By that definition, then, two men shaking hands in greeting each other is a sexual act, or a group of women meeting for coffee at a local bookstore, or children playing baseball in the park, or a father reading a child a bedtime story, or friends exchanging e-mails, or a vehicle driver honking a horn at another driver, or a person at a computer writing an entry blog.
All are, after all, examples of ways those people are trying to 'connect' with one another.
Trying to say all of that is 'sex' or 'sexual' threatens to make it rather icky. Sex is very right within it's own realm, but outside of that it threatens to get sordid very quickly.
So, yes, I am not happy with his attempt to make "sex" mean any attempt we may make to connect with another person. I'd like to think that I can play a game of checkers with a friend or a stranger without someone else trying to soil it by saying it's 'sexual'. I'd like to think that I can have a casual conversation at a coffee shop without someone saying it's a 'sex' thing.
I can't help but feel that there's something...dirty...about this redefinition. At least, it makes me feel soiled.
1 comment:
I'll have to look at Bell more in detail here, but this strikes me as a classic word fallacy. He takes the root of the word and then expands its meaning into all possible ranges on meaning then imputes those meanings into current usage. (or at least imputes those meanings into a full concept based on the root).
This strikes me as the kind of thing Silva and Carson get at. Seems Hermeneutics 101 would resolve this line of argumentation.
You can't take the root of a word and then build a theology/sociology/philosophy of sexuality.
It seems there is a sense he equivocates on sexuality and relationship whereas it used to be that sexuality was a subset of relationship. Biblically speaking the latter seems more faithful to the text. So that relationships are associated with things like 'covenant', 'fellowship' and even authority and submission (depending on the kind of relationship). Sexuality is only a narrow part of it.

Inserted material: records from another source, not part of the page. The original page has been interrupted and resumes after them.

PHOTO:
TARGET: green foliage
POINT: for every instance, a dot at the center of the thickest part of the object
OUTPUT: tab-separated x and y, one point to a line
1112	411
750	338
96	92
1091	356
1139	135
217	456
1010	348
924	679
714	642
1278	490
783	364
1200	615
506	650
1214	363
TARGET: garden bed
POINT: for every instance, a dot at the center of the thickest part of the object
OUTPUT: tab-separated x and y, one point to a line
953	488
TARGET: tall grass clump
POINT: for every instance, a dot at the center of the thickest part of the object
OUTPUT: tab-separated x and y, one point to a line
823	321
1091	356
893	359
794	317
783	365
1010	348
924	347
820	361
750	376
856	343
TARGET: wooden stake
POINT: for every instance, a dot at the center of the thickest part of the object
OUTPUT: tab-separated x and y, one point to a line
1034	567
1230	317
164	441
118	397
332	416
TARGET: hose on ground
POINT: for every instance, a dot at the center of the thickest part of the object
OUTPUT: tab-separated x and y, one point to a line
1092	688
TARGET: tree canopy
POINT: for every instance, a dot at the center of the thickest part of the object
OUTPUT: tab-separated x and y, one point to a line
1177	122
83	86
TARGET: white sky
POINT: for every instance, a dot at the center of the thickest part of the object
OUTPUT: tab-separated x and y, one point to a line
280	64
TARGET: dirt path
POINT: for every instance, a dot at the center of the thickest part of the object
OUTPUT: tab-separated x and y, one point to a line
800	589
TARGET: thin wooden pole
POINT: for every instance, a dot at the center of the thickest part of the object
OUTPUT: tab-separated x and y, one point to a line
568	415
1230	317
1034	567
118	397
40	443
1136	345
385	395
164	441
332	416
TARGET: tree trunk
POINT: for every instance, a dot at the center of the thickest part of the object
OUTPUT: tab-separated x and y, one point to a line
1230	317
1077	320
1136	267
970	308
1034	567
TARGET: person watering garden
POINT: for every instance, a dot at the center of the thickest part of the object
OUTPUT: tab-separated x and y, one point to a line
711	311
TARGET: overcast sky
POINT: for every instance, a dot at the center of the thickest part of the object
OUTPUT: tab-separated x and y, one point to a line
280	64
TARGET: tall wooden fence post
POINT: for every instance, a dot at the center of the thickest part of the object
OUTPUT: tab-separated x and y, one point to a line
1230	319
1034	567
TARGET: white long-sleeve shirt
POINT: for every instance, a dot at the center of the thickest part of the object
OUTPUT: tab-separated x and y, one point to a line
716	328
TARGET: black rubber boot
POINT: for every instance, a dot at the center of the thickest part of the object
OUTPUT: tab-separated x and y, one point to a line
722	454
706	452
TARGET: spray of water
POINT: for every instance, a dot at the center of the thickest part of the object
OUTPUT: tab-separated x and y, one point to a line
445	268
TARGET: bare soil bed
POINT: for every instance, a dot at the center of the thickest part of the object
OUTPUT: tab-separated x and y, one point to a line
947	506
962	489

How much of this is just using the modern fascination and obsession with sexuality to titillate and talk about deeper issues? Of course there is 'connectivity' in human life... but there is a special level of 'connectivity' and 'knowing' reserved from covenant marriage and part of that is the union of flesh in sexuality. Expanding 'sexual connectivity' to all of life loses the sacredness of sex.
It would be interesting to see what this does for how one actually defines adultery.
Thanks though, I enjoyed your thoughts. (I seem to keep blogging in your com box).